Successes and failures of Vatican II could help shape better Vatican III

IRELAND
Irish Times

RITE & REASON: It is right we celebrate the last Vatican council but there were significant failings also, writes GERARD MOLONEY

NEXT THURSDAY marks a momentous anniversary for the Roman Catholic Church as 50 years ago, October 11th, 1962, the opening session of the Second Vatican Council began.

Bishops gathered to consider the great issues affecting the church. Nothing would be quite the same again. It is still difficult to credit the impact and scale of the council’s achievements.

To have lived through that period of change and hope must have been extraordinarily exciting. It was a good time to be alive and to be Catholic. …

Fifty years on, it is right that we celebrate the many insights and achievements of Vatican II but it is clear that there were significant failings also. The council didn’t address adequately major issues around sexual morality, especially contraception, second unions and homosexuality, which have become a source of increasing division within the church.
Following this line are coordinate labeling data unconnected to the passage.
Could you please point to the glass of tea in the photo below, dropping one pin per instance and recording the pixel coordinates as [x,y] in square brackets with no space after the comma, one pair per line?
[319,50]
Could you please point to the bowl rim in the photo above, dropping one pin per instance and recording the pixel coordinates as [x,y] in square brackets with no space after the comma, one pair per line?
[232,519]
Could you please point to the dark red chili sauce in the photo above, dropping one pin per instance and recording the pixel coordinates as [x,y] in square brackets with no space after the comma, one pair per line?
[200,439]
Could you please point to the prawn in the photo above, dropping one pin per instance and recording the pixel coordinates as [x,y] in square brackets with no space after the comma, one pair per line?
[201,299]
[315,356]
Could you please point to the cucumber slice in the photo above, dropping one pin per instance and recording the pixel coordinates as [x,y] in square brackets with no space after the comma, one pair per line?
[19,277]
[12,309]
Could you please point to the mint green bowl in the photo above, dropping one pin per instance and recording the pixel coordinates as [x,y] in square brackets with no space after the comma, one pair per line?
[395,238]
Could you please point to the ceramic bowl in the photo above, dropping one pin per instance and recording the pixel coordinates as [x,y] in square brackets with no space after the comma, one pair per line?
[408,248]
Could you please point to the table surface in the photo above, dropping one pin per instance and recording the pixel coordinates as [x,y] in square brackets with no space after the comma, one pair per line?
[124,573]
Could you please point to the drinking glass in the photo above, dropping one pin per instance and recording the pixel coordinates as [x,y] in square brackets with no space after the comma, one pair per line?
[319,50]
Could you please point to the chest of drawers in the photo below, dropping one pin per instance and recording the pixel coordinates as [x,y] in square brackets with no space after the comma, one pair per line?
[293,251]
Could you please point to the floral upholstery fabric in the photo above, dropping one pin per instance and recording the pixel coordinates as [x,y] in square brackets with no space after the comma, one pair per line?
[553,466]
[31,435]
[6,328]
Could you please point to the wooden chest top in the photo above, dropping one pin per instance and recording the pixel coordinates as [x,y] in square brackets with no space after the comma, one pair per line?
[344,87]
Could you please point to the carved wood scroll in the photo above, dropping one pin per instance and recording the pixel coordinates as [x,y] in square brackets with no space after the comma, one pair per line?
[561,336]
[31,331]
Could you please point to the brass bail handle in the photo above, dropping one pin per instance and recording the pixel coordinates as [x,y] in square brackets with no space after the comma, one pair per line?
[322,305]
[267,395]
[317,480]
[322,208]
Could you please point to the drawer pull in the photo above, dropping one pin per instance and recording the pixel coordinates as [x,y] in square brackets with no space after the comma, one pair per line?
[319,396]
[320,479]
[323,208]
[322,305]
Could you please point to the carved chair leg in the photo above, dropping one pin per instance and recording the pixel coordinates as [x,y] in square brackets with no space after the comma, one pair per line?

It failed to address the problem of clericalism and clerical culture, now brought into sharp relief by the sex abuse scandals.

The church failed to put into practice the principle of subsidiarity – in other words, to devolve power to local churches and not centralise everything in Rome. And so there was a failure of collegiality and a failure to give any real voice or authority, not only to lay people and clergy, but also even to local conferences of bishops.